I am getting this error when trying to Deep Save a new row with a relationship to a list of users.

  1. Get the Users -
    image

  2. Deep save a row and add the relationship to Fundraiser and Users

I’ve tried passing userList without the map function, that didn’t work either -

This is the schema -

What am I missing?

Thanks,
Tim

Try removing this - the password property is never returned from the database.

If this does not help, see if removing the Users property in the object you save in Deep Save (as a debugging step) to see if it makes any difference.

Thanks for jumping in @mark-piller!

I removed the password property, no change to the behavior.

I removed the Users property from the deep save object -

The row was inserted without the Users relationship -

Could you print userList and check what is inside?

I’ve tried to reproduce your issue, but everything works fine. So I assume the problem is in the logic.

You’re right; there is an issue with the logic. But I’m confused about what is happening. I made a test bit of code to demonstrate the problem -

The return of userList contains -

[
{
“___class”: “Users”,
“email”: “ASHLEY@meadowfarms.com”,
“objectId”: “B83BE765-FA8A-4A16-B200-9A2E8805329D”
},
{
“email”: “tim@meadowfarms.com
}
]

My email was added to sendToList, not userList, but userList has been updated. Why is that happening?

Thanks,
Tim

That is how JS works(Codeless built on it)

image

Here you do not copy the object, but link them.

If you want to copy use Convert to Text + Convert to Object block, and the result will not be linked.

Oh, interesting. Good to know, I’ve never worked in a language that is like that and this hasn’t come up before. So, the variable is a passed reference, not the actual value. What is the technical term for this?

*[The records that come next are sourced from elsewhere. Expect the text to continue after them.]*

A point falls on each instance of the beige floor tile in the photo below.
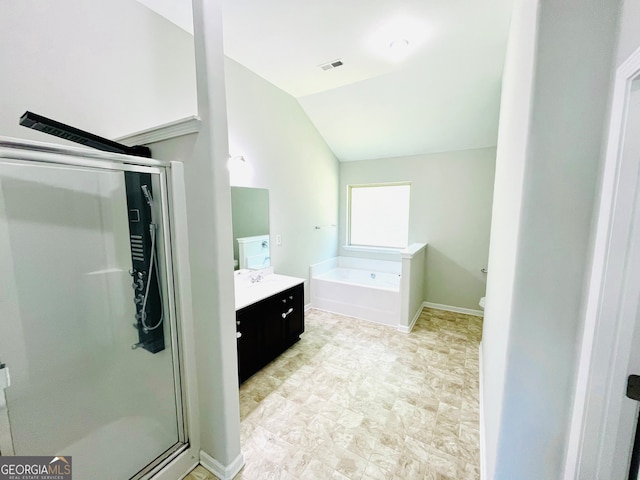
(355, 400)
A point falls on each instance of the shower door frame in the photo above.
(184, 455)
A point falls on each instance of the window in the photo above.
(379, 215)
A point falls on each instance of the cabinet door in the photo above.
(293, 314)
(249, 332)
(274, 327)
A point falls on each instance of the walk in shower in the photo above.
(88, 324)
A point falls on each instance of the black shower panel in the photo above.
(144, 274)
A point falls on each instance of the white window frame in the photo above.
(358, 246)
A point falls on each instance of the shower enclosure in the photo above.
(88, 324)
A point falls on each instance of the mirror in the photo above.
(250, 219)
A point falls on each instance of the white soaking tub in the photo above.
(367, 289)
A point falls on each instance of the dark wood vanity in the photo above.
(267, 328)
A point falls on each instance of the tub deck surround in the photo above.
(381, 291)
(251, 286)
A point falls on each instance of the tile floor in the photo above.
(356, 400)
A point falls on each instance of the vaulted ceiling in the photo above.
(417, 76)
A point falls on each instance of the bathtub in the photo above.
(367, 289)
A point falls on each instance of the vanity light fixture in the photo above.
(240, 171)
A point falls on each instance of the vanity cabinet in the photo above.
(267, 328)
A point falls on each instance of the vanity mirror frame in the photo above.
(250, 218)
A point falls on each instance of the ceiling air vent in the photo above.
(331, 65)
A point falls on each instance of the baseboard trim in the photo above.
(449, 308)
(219, 470)
(407, 329)
(483, 451)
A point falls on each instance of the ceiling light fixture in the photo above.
(399, 45)
(398, 37)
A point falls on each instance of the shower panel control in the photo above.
(144, 273)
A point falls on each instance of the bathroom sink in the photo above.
(265, 284)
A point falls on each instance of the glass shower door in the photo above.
(89, 336)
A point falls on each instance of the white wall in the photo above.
(549, 151)
(287, 156)
(110, 68)
(450, 209)
(515, 111)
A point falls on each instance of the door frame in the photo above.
(603, 420)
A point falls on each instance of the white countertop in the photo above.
(265, 284)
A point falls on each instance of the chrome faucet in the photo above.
(256, 278)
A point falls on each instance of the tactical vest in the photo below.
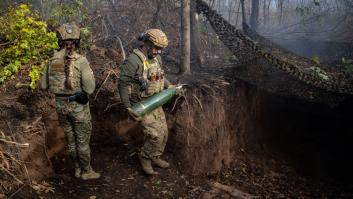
(57, 77)
(152, 74)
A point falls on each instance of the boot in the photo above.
(77, 172)
(160, 163)
(146, 166)
(90, 174)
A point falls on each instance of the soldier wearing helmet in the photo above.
(142, 76)
(69, 76)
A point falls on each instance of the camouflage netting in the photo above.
(262, 63)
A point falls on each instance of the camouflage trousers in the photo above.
(75, 119)
(155, 128)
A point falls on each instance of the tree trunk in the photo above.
(185, 38)
(195, 36)
(254, 14)
(155, 19)
(243, 10)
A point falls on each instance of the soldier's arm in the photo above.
(127, 74)
(87, 77)
(166, 81)
(44, 83)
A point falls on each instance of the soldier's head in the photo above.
(69, 36)
(154, 41)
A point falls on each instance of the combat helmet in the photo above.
(156, 36)
(69, 31)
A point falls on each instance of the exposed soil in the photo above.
(225, 134)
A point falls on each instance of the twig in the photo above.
(15, 143)
(12, 175)
(177, 101)
(18, 190)
(233, 191)
(197, 99)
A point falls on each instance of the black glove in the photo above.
(80, 97)
(134, 115)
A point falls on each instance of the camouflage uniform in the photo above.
(75, 118)
(154, 124)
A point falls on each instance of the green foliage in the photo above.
(30, 43)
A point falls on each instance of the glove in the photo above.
(80, 97)
(134, 115)
(179, 89)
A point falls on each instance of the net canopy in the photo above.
(266, 65)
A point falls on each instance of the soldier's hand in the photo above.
(179, 89)
(133, 115)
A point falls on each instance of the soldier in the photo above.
(69, 76)
(142, 76)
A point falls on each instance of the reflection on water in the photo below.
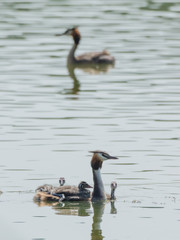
(96, 233)
(131, 110)
(89, 68)
(83, 209)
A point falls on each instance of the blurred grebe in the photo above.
(96, 163)
(87, 58)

When you modify a value and assign that to another variable, does that create a modified copy of the values? Or more correctly a new reference to the changed value?

Thanks for your help,
Tim

Hello @Tim_Jones

What is the technical term for this?

Primitive Types and Reference Types in JavaScript

When you modify a value and assign that to another variable, does that create a modified copy of the values? Or more correctly a new reference to the changed value?

Depends on the data type. If it’s a primitive (example: number, boolean, string) then copy. If it’s a reference (example: object, array) then by reference.

Regards

Can you explain what happens here -

sendToList should not be linked to userList, right?

@Tim_Jones

“Map items” block creates a new array (sendToList) and does not modify (userList).
But for example:


“newList” does not equal to “originList”, but “someObject” is the same to any of the “newList” children.

Thanks for the example @viktor.liablin.

If, after setting newList, I were to change someObject, propName from 123 to 1234, would that change all newList’s children to 1234?

Tim

Hello @Tim_Jones!

Yes, you’ve got it right – the value of propName will be 1234.

Regards,
Alexander

Thanks! I appreciate that you’ve taken the time to explain this to me.